What does the treatment involve?
In lens surgery, we may come across two uncommon situations: either we have to fit a secondary intraocular lens (IOL) or exchange the IOL the patient is wearing which was fitted in a previous surgical procedure.
When is this treatment indicated?
Secondary implants are fitted on patients that do not wear an IOL or patients that already wear and IOL and we give them a second lens to correct a graduation error, a refractive error.
Secondary implants in patients who do not have a crystalline lens are performed in cases where there was an accident that led to the removal of the crystalline lens, a traumatic cataract or else during surgery the surgeon decided not to fit a lens.
Or in cases where the crystalline lens has dislocated from the vitreous chamber, the patient may be operated on by a vitrea and retina surgeon who removes the crystalline lens and the anterior chamber surgeon implants the secondary IOL.
Lens exchanges mean removing a lens that had been fitted on a patient and fitting another. There are multiple causes.

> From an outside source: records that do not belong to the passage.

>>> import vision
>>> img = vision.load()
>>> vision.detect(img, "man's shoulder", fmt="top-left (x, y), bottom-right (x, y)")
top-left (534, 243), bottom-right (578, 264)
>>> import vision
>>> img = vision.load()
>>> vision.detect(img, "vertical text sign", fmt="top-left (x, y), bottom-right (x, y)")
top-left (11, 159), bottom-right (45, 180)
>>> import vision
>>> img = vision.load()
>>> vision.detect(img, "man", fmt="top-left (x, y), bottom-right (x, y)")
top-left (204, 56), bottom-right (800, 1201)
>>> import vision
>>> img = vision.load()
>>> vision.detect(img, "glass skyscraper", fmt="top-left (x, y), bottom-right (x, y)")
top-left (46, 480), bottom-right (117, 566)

Generally, lens exchanges are performed when there is an error in the lens calculation or what we call a refractive surprise: the lens has been calculated, implanted and the patient is unhappy with the graduation, something which cannot be corrected by any other means.

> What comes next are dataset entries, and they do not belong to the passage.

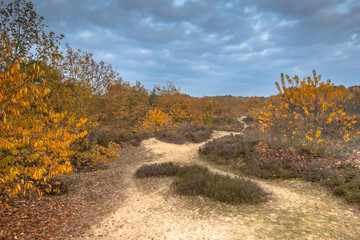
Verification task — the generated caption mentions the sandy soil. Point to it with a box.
[83,128,360,239]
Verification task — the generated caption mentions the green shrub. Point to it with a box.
[135,162,181,178]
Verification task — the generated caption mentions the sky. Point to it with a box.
[27,0,360,97]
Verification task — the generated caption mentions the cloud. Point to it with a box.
[26,0,360,96]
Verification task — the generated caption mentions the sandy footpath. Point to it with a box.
[83,129,360,240]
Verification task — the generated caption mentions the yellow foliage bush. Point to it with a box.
[0,36,87,197]
[252,70,356,154]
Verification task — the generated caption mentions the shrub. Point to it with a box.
[212,116,244,132]
[135,162,266,204]
[135,162,180,178]
[154,129,186,144]
[199,135,258,164]
[252,70,356,155]
[173,166,266,204]
[154,124,212,144]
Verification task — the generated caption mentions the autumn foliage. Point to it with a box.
[252,71,356,154]
[0,36,87,197]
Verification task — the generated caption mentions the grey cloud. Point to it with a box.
[9,0,360,96]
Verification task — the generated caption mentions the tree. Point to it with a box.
[252,70,356,154]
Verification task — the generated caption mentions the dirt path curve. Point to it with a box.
[84,132,360,240]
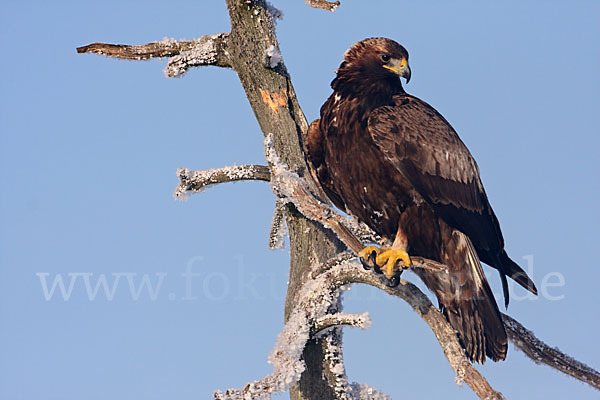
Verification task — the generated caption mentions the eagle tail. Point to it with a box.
[500,250,537,307]
[414,231,508,364]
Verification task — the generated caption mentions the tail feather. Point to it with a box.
[498,250,537,307]
[415,230,508,363]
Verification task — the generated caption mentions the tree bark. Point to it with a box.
[227,0,344,400]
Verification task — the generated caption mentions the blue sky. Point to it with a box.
[0,0,600,400]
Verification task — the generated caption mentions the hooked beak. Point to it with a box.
[383,58,410,83]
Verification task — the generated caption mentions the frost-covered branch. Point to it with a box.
[215,253,389,400]
[215,255,340,400]
[502,314,600,390]
[320,261,504,399]
[315,312,371,333]
[265,136,600,399]
[77,33,231,78]
[173,164,271,199]
[265,134,447,272]
[269,200,288,250]
[304,0,340,12]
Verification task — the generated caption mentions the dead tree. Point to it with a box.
[77,0,600,399]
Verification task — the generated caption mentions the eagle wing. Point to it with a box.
[368,94,504,253]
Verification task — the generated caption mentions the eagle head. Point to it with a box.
[332,38,410,96]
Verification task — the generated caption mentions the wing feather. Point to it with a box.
[368,94,504,251]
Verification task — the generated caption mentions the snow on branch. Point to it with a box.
[304,0,340,12]
[269,200,288,250]
[315,312,371,333]
[214,253,340,400]
[265,133,447,272]
[502,314,600,390]
[173,164,271,200]
[350,382,392,400]
[77,33,231,78]
[265,135,600,399]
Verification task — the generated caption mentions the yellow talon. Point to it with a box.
[358,246,411,279]
[376,249,411,279]
[358,246,381,258]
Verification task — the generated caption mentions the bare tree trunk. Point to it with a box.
[227,0,344,400]
[77,0,600,400]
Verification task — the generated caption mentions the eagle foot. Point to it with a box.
[358,246,411,281]
[385,269,402,287]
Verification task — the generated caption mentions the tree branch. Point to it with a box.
[304,0,340,12]
[77,33,231,78]
[173,164,271,199]
[502,314,600,390]
[314,312,371,334]
[265,137,600,399]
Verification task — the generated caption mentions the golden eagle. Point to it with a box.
[305,38,537,363]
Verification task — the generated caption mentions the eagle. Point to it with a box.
[304,38,537,363]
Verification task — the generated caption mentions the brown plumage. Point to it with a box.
[305,38,537,363]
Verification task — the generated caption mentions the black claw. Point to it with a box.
[360,258,372,271]
[360,251,377,271]
[385,273,400,287]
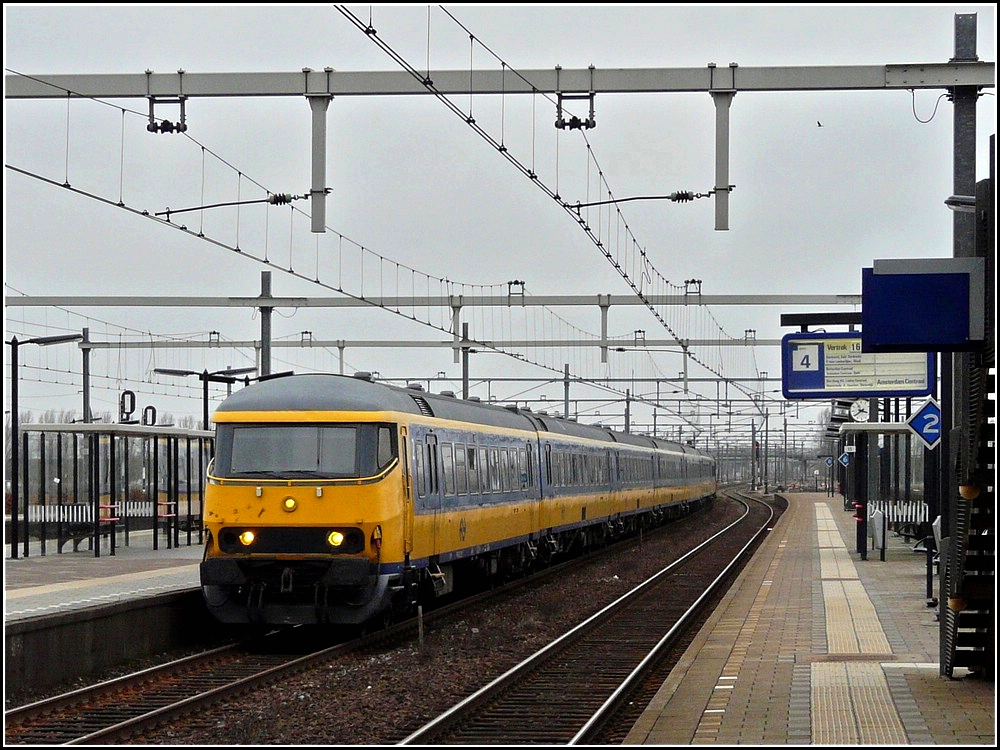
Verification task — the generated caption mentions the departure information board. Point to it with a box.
[781,331,937,399]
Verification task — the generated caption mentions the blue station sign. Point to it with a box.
[781,331,937,399]
[906,398,941,450]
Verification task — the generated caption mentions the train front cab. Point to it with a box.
[201,413,412,625]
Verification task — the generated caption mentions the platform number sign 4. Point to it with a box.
[792,344,819,372]
[906,398,941,450]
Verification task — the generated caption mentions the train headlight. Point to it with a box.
[238,529,257,547]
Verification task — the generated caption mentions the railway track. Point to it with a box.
[400,490,773,745]
[4,494,764,745]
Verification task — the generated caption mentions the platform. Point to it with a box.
[625,493,996,747]
[4,532,203,623]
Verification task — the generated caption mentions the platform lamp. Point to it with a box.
[153,367,257,431]
[7,333,83,560]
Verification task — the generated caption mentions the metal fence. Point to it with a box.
[6,424,215,558]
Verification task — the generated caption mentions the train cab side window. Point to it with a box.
[377,425,396,471]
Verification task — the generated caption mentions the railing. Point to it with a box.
[7,424,214,558]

Normally, it occurs with large errors, more than 2, 3 or 4 dioptres. Another reason for a lens exchange is that the lens implanted has become opaque over time. This situation is rare and very uncommon, but we have seen over the years that a particular lens model can opacify in some cases.
How is it performed?
Secondary implants can be implanted in the anterior or posterior chamber, that is to say, in front or behind the iris, the colour of the eyes. We can fit posterior chamber implants by suturing them to the sclera wall. We implant a lens and we fix it to the sclera wall with two sutures.

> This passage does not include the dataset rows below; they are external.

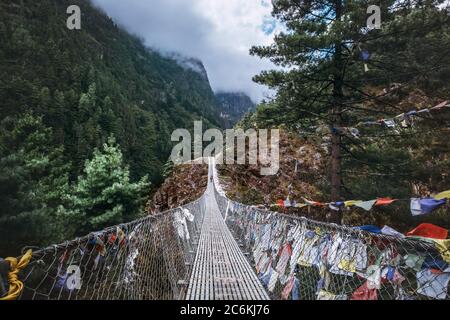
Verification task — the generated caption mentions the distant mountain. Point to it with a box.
[216,92,256,128]
[167,53,209,83]
[0,0,222,182]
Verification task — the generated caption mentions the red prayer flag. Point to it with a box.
[375,198,397,206]
[351,282,378,300]
[277,200,284,208]
[431,101,448,110]
[406,223,448,240]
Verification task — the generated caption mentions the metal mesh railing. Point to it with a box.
[0,159,450,300]
[8,197,205,300]
[216,191,450,300]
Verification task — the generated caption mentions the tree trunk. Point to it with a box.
[331,0,344,223]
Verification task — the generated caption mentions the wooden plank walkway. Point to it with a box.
[186,161,269,300]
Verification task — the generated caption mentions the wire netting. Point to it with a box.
[0,159,450,300]
[7,197,205,300]
[216,190,450,300]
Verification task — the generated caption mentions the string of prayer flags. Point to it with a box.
[433,190,450,200]
[411,198,447,216]
[355,200,377,211]
[277,199,284,208]
[406,223,448,240]
[356,101,450,129]
[303,198,327,207]
[430,101,450,110]
[381,226,405,238]
[344,200,363,208]
[375,198,397,206]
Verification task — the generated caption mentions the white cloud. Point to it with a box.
[94,0,278,101]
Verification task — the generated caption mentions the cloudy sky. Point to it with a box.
[94,0,278,101]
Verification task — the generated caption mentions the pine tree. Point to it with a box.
[251,0,448,221]
[67,137,149,235]
[0,114,70,254]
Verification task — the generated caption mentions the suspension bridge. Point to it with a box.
[0,158,450,300]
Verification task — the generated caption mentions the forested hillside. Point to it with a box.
[216,92,256,128]
[0,0,219,181]
[0,0,220,253]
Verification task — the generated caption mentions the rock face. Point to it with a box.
[216,92,256,128]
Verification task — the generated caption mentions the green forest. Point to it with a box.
[0,0,450,254]
[0,0,221,254]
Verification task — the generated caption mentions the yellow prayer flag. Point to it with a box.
[434,190,450,200]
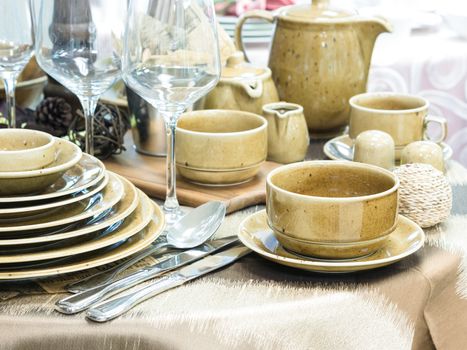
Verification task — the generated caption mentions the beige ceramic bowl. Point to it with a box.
[176,109,268,185]
[266,161,399,259]
[0,138,82,196]
[0,129,55,172]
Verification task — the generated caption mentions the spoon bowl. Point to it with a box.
[166,202,226,249]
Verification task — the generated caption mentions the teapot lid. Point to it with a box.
[279,0,357,22]
[221,51,270,79]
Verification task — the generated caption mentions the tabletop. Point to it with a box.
[0,142,467,350]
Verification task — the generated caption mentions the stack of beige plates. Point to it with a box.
[0,139,164,280]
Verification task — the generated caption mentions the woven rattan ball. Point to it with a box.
[394,163,452,227]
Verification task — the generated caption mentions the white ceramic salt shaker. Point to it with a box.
[401,141,444,172]
[353,130,395,169]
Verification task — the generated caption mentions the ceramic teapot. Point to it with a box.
[235,0,390,137]
[203,51,279,114]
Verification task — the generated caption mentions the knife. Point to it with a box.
[55,236,238,314]
[86,245,251,322]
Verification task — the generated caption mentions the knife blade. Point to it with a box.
[55,236,238,314]
[86,245,251,322]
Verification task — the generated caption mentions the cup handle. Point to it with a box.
[423,115,448,143]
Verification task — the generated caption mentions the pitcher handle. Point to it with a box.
[235,10,274,62]
[423,115,448,143]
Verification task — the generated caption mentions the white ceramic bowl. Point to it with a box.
[0,129,55,172]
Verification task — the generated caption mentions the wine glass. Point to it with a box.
[122,0,221,224]
[36,0,127,154]
[0,0,34,128]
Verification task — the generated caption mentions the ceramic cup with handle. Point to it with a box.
[349,92,447,159]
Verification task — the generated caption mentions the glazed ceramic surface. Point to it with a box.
[353,130,396,169]
[203,52,279,114]
[263,102,310,163]
[0,177,140,246]
[266,161,399,258]
[401,141,444,172]
[235,0,389,134]
[323,135,453,165]
[0,153,105,203]
[175,110,267,184]
[0,172,124,233]
[349,92,447,153]
[0,138,82,196]
[0,174,109,219]
[0,192,154,264]
[238,210,425,273]
[0,129,55,172]
[0,203,165,280]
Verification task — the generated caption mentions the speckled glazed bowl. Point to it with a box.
[266,161,399,259]
[0,138,82,196]
[176,109,268,185]
[0,129,55,172]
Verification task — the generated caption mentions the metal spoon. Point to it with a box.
[67,201,226,293]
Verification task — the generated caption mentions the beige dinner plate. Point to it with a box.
[0,203,165,280]
[0,172,124,232]
[0,174,109,219]
[0,153,105,203]
[238,210,425,273]
[0,177,139,248]
[0,138,82,196]
[0,191,154,264]
[323,134,453,161]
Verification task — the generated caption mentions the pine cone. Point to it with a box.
[69,103,130,159]
[36,97,73,137]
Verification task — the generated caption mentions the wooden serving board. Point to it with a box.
[104,139,280,213]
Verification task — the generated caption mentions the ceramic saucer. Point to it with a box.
[238,210,425,273]
[0,191,154,264]
[0,172,125,232]
[0,177,139,248]
[0,138,82,196]
[0,203,165,280]
[0,153,105,203]
[0,174,109,219]
[323,134,453,161]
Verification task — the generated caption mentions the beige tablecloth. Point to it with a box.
[0,145,467,350]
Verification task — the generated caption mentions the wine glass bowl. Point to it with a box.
[122,0,221,224]
[36,0,127,154]
[0,0,34,128]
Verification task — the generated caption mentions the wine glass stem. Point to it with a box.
[4,75,16,128]
[79,96,97,156]
[164,118,179,212]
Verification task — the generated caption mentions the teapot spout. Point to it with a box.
[356,17,392,71]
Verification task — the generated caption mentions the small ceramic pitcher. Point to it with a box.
[263,102,310,163]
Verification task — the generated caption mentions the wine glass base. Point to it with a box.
[162,206,185,228]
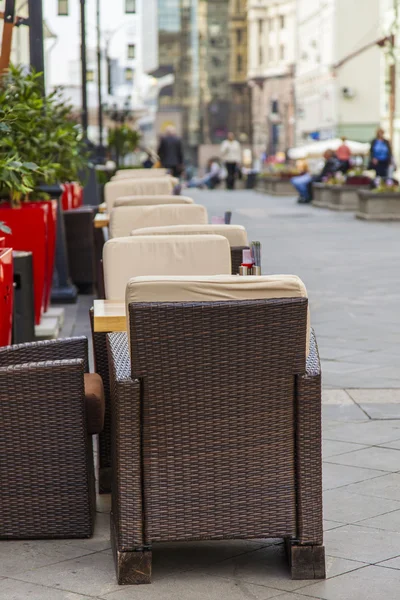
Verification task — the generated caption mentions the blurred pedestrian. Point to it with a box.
[370,129,392,178]
[221,131,242,190]
[158,126,183,177]
[336,137,351,174]
[290,150,340,204]
[142,150,154,169]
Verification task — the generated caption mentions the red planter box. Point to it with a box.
[70,181,83,208]
[61,183,73,210]
[0,202,50,325]
[27,200,57,312]
[0,245,14,346]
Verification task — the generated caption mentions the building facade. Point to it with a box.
[229,0,252,142]
[247,0,296,156]
[296,0,382,144]
[198,0,231,144]
[43,0,158,141]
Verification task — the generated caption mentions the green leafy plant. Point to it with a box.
[0,221,12,234]
[0,155,40,208]
[108,125,140,168]
[0,66,88,205]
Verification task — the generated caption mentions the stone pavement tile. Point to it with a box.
[325,421,400,446]
[323,490,400,523]
[0,540,96,577]
[324,525,400,563]
[322,404,368,422]
[357,510,400,533]
[61,513,111,552]
[195,544,363,592]
[322,390,354,406]
[103,572,282,600]
[301,566,400,600]
[327,446,400,474]
[382,440,400,448]
[14,550,120,597]
[348,389,400,419]
[0,579,98,600]
[322,462,384,490]
[346,389,400,404]
[342,473,400,502]
[322,439,367,460]
[324,519,346,531]
[360,404,400,419]
[379,556,400,571]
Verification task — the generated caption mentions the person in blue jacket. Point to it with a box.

These lenses remain there for a long time, generally for the patient's whole life, although over time in special cases the sutures may break and the implants may have to be fixed in place once again in a separate operation.
An iris-fixated lens may also be fitted. These lenses have two little legs like a crab that are fixed with a pinch to the iris tissue. They can be fitted in front or behind the iris.
We prefer to fit them behind the iris, as they are separate from the cornea and therefore they do not harm the corneal endothelium, although on some occasions, for ease of viewing and to prevent them from falling into the vitreous cavity, we fit them in front of the iris.
A lens exchange involves removing a lense from its place, generally the capsular bag.
It is not an easy procedure; much precaution and meticulousness is needed to stop the capsular bag from breaking and leaving us without supports for the new lens. If we can remove the lens from the capsular bag properly, we can use it as a support to implant a second lens with the desired graduation.